Sebagai antisipasi terhadap perang dagang yang berkepanjangan, China telah secara proaktif membangun strategi diversifikasi perdagangan. Dalam beberapa minggu terakhir, Beijing gencar melakukan pendekatan diplomatik dengan negara-negara di Eropa dan Asia Tenggara untuk memperkuat kerja sama ekonomi. Langkah ini dinilai sebagai upaya untuk mengimbangi ketergantungan pada pasar AS dan sekaligus merebut simpati negara-negara yang merasa lelah dengan ketidakpastian perang dagang AS-China.
"Pemerintah Tiongkok telah mempersiapkan diri untuk hari ini selama enam tahun," tegas Shih.
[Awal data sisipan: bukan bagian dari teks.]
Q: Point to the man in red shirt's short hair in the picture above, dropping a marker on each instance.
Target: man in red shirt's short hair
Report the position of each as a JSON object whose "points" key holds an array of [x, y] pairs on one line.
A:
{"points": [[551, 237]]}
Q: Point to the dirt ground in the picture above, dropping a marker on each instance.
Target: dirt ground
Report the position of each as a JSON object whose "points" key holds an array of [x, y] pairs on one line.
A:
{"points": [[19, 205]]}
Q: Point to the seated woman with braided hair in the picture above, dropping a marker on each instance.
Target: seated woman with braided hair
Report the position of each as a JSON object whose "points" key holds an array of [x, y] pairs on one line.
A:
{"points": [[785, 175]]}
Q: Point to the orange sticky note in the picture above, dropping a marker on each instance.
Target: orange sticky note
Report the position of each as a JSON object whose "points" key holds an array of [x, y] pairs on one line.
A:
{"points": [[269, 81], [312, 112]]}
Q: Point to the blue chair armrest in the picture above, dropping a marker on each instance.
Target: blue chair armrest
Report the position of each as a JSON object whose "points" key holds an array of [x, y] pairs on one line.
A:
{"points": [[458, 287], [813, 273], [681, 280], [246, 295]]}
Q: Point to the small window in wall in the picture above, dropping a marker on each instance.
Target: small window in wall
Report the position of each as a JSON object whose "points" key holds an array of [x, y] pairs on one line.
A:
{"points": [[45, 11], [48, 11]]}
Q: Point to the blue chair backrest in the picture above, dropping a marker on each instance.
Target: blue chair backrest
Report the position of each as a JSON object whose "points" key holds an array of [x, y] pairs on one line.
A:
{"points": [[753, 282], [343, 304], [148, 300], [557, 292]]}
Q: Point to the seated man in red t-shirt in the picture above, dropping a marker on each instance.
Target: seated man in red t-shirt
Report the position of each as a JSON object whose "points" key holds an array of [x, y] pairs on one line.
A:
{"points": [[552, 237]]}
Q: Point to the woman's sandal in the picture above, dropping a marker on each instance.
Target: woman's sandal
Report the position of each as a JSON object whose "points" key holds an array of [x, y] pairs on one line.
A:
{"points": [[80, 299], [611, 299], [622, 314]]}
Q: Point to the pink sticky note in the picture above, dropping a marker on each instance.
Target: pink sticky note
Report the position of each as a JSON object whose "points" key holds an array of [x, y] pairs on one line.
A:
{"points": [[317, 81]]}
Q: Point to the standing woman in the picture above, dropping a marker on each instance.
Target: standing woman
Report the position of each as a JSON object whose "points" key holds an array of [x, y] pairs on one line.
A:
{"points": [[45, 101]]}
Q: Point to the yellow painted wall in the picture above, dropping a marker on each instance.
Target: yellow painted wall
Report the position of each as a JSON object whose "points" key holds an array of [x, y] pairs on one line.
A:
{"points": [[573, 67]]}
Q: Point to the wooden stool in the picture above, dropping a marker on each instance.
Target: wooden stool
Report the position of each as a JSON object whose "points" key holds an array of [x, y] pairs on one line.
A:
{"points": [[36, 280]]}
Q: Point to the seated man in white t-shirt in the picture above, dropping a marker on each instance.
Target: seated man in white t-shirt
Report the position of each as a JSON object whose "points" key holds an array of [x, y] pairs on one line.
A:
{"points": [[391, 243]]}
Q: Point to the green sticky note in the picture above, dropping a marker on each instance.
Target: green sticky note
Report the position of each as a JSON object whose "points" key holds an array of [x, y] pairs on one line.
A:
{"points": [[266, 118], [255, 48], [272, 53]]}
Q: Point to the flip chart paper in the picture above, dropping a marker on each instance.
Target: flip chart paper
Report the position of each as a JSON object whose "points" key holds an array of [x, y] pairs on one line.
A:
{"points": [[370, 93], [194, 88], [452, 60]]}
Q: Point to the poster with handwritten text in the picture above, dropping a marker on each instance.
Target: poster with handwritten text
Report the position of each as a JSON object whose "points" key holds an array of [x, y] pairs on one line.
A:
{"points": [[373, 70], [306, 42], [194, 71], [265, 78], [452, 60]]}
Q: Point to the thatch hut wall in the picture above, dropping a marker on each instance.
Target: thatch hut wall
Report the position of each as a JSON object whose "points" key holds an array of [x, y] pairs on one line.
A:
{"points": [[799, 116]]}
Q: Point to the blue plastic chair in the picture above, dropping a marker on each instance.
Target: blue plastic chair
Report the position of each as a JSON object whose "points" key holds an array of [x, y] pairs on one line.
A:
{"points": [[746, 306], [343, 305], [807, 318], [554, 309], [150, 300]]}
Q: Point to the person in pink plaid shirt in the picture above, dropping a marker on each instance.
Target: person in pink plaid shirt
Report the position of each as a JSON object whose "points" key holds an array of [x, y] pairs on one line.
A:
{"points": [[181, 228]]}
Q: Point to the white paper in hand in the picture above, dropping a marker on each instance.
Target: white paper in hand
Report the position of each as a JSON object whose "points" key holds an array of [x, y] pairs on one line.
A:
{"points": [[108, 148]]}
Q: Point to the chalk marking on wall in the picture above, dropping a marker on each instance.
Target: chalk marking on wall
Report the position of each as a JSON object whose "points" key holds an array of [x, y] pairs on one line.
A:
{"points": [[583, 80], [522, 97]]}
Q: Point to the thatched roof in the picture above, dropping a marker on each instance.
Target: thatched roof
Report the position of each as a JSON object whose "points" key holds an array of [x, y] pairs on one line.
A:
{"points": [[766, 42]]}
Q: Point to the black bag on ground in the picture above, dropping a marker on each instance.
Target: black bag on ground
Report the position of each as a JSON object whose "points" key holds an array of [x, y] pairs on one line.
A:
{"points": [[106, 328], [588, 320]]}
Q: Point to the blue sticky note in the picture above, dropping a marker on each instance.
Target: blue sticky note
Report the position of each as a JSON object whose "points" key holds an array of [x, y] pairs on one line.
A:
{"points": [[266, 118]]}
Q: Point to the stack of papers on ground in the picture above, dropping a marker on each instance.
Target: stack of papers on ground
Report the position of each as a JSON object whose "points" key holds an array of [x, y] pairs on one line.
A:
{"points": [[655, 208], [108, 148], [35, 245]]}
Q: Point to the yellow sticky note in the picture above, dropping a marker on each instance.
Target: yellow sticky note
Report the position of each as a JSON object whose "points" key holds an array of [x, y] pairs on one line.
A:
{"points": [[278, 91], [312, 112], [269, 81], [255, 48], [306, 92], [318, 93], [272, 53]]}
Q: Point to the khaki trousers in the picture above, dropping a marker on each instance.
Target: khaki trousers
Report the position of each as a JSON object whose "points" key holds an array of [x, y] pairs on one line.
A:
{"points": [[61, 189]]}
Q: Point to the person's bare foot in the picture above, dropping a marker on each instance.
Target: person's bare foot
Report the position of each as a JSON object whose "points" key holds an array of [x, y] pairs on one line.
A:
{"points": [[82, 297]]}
Persiapan ini bukan sekadar retorika. Editorial People’s Daily, surat kabar resmi Komite Sentral Partai Komunis China, mengungkapkan optimisme dan kesiapan menghadapi tantangan ini. Dalam editorial yang diterbitkan Senin lalu, surat kabar tersebut menyatakan, "Sebagai respons terhadap tarif AS, kami siap dan memiliki strategi. Kami telah terlibat dalam perang dagang dengan AS selama delapan tahun, dan telah mengumpulkan pengalaman yang kaya dalam perjuangan ini."
Analisis para ahli menunjukkan bahwa posisi China dalam menghadapi konflik dagang saat ini jauh lebih kuat dibandingkan tahun 2018. Diversifikasi ekonomi telah mengurangi ketergantungan pada ekspor ke AS secara signifikan. Proporsi ekspor China ke AS telah turun dari sekitar seperlima dari total ekspor menjadi kurang dari 15%. Langkah strategis ini telah mengurangi dampak negatif potensial dari tarif impor AS.
China juga telah secara aktif membangun basis produksi di negara ketiga, seperti Vietnam dan Kamboja, untuk memanfaatkan tarif impor yang lebih rendah di negara-negara tersebut. Langkah ini menunjukkan kemampuan adaptasi dan fleksibilitas China dalam menghadapi tekanan ekonomi. Selain itu, investasi besar-besaran dalam teknologi canggih, termasuk kecerdasan buatan (AI), robotika, dan semikonduktor, telah meningkatkan daya saing industri manufaktur China dan mengurangi ketergantungan pada teknologi asing. Penguatan rantai pasokan untuk mineral penting seperti rare earth juga menjadi bagian penting dari strategi ini.
Pemerintah China juga secara aktif berupaya mengatasi masalah ekonomi domestik, seperti lemahnya konsumsi dan tingginya utang pemerintah daerah. Meskipun tingkat keberhasilannya bervariasi, upaya ini menunjukkan komitmen untuk membangun fondasi ekonomi yang lebih kuat dan berkelanjutan.
Kesimpulannya, ketahanan China dalam menghadapi tarif impor AS yang tinggi bukanlah semata-mata keberuntungan. Ini merupakan hasil dari strategi jangka panjang yang terencana dengan baik, dipadukan dengan sistem politik yang memungkinkan pengambilan keputusan strategis tanpa terbebani oleh tekanan politik jangka pendek. Diversifikasi ekonomi, peningkatan teknologi, dan kemampuan adaptasi yang tinggi telah menempatkan China dalam posisi yang lebih kuat untuk menghadapi konflik dagang yang berkepanjangan, bahkan dengan tarif impor yang sangat tinggi sekalipun. Perang dagang AS-China bukan hanya pertarungan ekonomi, tetapi juga pertarungan strategi dan sistem politik yang berbeda. Dan untuk saat ini, China tampak siap untuk menghadapi pertarungan tersebut.